Howe sat up all night wondering what he should do. Then he determined to take his medicine like a man. On the next day he entered the House with cheerful face and buoyant step. He threw back his coat, a gesture already growing familiar, and stood four-square to the Assembly. 'I feel,' he said, 'that we have now arrived at a point which I had to a certain extent anticipated from the moment I sat down to prepare the resolutions … the position in which we are now placed does not take me by surprise.… But it may be said, What is to be done? And I answer, Sacrifice neither the revenue nor the cause of reform. In dealing with an enemy who is disposed to take us at disadvantage, like politic soldiers, let us fight with his own weapons.… The Council ask us to rescind a particular resolution; I am prepared to give more than they ask and to rescind them all.… But I shall follow up that motion by another, for the appointment of a committee to draw up an address to the Crown on the state of the Colony.… It is not for me to say, when a committee is appointed, what the address shall contain; but I presume that having these resolutions before them, and knowing what a majority of this Assembly think and feel, they will do their duty, and prepare such a document as will attain the objects for which we have been contending.'[1]

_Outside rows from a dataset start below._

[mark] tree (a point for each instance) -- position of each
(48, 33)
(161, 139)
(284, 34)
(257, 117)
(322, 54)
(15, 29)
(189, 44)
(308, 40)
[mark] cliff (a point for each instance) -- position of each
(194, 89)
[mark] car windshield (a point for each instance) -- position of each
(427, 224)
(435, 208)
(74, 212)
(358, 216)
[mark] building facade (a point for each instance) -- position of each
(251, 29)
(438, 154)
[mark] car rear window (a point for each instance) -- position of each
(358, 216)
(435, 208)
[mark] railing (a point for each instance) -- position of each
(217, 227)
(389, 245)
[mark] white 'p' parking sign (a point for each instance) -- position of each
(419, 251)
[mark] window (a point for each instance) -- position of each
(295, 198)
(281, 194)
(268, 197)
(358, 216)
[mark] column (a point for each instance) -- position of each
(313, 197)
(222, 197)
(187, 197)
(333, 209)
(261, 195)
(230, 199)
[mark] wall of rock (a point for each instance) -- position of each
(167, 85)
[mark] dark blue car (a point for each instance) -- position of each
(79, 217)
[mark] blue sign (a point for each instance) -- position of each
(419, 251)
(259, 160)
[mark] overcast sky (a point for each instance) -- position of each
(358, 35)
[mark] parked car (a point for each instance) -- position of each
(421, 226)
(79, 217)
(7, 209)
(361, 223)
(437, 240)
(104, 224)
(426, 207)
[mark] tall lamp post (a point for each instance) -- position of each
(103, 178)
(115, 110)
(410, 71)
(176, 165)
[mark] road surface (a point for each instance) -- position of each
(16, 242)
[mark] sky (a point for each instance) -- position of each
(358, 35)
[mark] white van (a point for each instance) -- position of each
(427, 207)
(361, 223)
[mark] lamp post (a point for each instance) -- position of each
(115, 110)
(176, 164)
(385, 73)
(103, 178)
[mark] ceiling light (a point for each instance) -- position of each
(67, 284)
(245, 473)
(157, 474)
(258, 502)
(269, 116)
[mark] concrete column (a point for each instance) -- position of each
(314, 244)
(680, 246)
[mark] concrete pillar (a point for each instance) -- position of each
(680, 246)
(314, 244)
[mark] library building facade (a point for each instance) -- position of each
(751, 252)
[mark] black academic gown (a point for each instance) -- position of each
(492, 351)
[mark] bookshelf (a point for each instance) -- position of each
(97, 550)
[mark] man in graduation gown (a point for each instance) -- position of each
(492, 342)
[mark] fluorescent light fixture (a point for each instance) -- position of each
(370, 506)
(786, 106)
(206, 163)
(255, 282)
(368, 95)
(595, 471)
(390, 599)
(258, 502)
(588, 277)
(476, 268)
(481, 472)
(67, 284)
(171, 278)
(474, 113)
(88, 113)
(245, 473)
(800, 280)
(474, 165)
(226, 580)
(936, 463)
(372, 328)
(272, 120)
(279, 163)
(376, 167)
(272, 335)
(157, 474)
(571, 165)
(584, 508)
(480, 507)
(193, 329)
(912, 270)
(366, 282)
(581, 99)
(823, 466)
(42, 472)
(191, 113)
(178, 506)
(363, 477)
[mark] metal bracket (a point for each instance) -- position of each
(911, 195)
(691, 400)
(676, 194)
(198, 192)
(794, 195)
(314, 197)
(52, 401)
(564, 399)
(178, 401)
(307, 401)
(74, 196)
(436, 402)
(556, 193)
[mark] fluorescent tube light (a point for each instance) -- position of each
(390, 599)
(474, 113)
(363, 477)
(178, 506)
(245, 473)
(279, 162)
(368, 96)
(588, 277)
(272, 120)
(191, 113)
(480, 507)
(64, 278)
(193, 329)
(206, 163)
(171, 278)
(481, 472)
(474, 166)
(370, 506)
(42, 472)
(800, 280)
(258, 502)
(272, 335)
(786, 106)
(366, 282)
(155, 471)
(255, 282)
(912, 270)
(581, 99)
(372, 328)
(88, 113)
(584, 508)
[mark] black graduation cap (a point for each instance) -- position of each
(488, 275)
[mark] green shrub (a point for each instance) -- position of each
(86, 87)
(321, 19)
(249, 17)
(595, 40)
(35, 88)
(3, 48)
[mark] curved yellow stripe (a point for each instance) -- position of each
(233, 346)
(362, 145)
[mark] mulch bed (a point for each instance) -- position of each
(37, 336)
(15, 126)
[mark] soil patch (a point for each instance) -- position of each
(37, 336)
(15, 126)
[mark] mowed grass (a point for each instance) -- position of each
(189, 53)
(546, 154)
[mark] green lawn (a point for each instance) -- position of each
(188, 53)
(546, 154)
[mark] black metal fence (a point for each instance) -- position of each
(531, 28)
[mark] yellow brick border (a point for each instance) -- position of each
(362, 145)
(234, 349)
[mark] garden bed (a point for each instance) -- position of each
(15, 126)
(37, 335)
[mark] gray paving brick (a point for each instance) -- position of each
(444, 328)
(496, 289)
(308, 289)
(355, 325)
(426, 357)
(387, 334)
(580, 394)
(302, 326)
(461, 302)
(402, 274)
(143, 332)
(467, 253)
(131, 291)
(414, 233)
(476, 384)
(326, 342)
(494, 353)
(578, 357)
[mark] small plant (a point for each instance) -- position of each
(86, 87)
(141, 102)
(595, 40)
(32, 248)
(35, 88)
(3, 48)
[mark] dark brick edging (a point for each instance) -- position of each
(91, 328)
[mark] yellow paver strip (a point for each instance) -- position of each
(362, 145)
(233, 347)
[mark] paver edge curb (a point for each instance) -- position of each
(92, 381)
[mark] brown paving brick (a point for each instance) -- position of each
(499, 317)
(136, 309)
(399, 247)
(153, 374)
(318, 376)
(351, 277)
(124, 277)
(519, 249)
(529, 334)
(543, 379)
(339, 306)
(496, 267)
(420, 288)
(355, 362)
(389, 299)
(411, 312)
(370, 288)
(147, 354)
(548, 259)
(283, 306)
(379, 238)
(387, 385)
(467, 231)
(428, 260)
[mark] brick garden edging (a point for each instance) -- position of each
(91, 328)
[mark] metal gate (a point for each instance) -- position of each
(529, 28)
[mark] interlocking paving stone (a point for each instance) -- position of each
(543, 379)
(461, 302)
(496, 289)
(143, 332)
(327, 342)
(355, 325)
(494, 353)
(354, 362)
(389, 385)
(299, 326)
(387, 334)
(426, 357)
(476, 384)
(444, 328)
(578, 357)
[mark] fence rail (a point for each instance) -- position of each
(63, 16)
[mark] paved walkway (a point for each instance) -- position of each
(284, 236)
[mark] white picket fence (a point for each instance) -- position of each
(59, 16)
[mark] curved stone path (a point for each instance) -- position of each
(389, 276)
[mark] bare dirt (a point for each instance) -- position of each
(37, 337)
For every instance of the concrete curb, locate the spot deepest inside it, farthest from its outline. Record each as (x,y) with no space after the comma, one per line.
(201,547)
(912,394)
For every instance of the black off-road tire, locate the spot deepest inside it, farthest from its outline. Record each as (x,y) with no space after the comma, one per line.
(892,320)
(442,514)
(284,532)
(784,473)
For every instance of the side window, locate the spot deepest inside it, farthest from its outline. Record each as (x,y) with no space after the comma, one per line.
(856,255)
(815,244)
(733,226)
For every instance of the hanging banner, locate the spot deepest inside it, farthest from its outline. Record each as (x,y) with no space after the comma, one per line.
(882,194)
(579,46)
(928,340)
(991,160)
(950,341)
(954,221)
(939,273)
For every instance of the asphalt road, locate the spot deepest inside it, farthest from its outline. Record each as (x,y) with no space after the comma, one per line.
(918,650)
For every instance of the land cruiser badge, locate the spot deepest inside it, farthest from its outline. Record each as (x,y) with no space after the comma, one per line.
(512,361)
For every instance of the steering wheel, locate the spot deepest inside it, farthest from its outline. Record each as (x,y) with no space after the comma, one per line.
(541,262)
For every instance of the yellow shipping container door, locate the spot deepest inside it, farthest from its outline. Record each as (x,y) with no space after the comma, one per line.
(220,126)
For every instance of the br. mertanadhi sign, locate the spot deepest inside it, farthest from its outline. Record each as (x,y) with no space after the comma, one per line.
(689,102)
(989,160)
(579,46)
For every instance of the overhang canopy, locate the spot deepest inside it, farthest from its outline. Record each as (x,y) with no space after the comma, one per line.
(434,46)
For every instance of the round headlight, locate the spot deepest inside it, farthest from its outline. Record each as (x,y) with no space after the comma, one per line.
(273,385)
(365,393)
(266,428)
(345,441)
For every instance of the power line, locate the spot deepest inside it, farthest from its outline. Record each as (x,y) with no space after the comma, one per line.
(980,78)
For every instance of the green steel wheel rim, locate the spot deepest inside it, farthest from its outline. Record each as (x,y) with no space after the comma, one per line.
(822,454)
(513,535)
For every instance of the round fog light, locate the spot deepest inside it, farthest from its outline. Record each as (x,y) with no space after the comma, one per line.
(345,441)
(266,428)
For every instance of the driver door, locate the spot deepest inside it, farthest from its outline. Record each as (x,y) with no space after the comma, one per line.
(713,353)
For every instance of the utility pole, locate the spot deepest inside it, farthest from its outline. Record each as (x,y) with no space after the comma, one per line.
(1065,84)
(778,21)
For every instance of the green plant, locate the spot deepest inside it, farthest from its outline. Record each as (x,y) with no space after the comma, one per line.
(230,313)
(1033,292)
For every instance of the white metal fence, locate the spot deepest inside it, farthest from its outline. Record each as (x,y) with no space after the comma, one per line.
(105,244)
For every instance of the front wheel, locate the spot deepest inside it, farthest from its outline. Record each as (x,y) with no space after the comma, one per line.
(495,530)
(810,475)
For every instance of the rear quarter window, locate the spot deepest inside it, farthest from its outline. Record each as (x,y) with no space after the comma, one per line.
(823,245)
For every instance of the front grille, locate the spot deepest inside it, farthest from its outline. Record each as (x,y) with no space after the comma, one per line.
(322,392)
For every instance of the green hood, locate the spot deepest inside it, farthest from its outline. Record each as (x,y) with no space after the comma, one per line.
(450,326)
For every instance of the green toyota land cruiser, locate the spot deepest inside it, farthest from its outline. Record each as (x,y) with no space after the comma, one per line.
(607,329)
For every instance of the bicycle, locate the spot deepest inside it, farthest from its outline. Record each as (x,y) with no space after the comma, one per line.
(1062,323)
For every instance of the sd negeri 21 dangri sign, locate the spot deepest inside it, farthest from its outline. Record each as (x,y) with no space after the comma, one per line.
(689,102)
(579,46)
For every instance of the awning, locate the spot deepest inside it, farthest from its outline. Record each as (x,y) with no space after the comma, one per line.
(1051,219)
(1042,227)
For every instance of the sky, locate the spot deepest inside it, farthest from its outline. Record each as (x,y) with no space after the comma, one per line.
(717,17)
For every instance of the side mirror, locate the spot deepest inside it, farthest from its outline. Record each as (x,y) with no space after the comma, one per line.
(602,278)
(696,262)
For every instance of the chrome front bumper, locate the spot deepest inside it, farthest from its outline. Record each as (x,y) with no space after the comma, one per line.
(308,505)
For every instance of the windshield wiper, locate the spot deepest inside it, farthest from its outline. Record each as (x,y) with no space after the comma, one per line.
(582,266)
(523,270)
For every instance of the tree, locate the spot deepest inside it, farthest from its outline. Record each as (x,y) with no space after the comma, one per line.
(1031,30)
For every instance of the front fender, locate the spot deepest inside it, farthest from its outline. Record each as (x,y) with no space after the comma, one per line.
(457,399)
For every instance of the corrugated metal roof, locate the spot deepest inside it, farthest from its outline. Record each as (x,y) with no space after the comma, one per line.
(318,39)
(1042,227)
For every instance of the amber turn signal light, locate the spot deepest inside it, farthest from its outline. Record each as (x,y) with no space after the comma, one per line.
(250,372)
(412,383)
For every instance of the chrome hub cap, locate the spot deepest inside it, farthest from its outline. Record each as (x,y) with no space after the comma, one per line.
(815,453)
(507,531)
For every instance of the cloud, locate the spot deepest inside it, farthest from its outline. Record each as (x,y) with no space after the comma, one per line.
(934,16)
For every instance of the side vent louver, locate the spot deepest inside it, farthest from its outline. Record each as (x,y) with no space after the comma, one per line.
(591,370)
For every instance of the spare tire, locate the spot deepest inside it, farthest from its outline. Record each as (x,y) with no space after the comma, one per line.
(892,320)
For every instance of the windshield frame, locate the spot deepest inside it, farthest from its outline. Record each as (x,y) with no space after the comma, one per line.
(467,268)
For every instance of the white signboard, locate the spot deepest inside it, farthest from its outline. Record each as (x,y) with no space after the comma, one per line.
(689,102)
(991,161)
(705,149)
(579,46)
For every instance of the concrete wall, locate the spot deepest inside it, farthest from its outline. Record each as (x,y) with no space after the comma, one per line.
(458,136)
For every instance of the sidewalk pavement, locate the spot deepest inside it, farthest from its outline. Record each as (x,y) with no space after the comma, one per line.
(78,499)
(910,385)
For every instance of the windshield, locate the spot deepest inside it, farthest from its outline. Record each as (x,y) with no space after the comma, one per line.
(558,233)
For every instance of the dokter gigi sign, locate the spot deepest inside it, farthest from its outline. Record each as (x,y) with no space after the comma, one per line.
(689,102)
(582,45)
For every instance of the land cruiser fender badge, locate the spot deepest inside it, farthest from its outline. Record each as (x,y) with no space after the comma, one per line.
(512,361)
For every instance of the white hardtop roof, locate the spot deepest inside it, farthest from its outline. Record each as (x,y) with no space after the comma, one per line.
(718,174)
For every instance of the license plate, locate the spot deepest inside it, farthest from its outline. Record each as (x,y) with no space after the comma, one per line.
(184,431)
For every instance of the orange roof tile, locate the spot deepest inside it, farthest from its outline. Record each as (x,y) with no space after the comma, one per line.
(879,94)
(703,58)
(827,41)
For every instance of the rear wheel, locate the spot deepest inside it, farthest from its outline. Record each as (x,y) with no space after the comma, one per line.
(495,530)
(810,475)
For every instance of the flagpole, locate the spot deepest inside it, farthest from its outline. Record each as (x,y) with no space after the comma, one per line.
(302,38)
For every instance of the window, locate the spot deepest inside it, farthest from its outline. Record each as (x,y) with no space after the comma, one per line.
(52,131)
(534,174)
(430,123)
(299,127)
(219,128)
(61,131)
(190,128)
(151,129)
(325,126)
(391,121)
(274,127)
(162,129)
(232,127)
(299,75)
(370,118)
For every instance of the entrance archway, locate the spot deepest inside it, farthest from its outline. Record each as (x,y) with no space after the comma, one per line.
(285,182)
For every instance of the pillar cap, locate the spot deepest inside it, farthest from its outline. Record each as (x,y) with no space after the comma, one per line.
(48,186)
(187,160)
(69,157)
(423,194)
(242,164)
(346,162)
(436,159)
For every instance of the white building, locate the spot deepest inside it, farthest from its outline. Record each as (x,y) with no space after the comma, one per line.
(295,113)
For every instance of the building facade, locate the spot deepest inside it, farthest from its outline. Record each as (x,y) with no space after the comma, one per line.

A motion to rescind the twelve resolutions followed and was carried, and the revenues were saved. Before the end of the session Howe's thinking had advanced, and the address to the Crown which his committee prepared implored the monarch either 'to grant us an elective Legislative Council; or to separate the Executive from the Legislative Council, providing for a just representation of all the great interests of the province in both; and, by the introduction into the former of some members of the popular branch and otherwise securing responsibility to the Commons, confer upon the people of this province what they value above all other possessions, the blessings of the British constitution.'
Lord Glenelg, at this time the colonial secretary, was a weak but amiable man. He could not see that in the full grant to the colonies of Responsible Government lay safety; he deemed it 'inconsistent with a due adherence to the essential distinctions between a Metropolitan and a Colonial Government.[1] But he was a kindly soul, who was honestly shocked at the predominance in the Council of the Church of England and the bankers, and he went as far as he dared. In August 1837 dispatches from him arrived, directing the lieutenant-governor to separate the Legislative and the Executive Councils. Of the wisdom of this step he was by no means sure, but he yielded to the wish of the Assembly, 'convinced that their advice will be dictated by more exact and abundant knowledge of the wants and wishes of their constituents than any other persons possess or could venture to claim.' In the new Executive Council the chief justice was not to sit, and the banking and Church of England influences were to be lessened. The Council of Twelve thus became an Executive merely, while a new Legislative Council, or Upper House, of nineteen members, came into being. Though no responsibility to the Commons was acknowledged, and though 'the Queen can give no pledge that the Executive Council will always comprise some members of the Assembly,' four members of the new Executive did actually sit in the Lower House and three in the Upper. Already the fortress was giving way. Instead of finding out the policy of the Executive by an elaborate interchange of written communications, the Assembly could now, whenever it so desired, interrogate such members of the Executive as were chosen from its own body.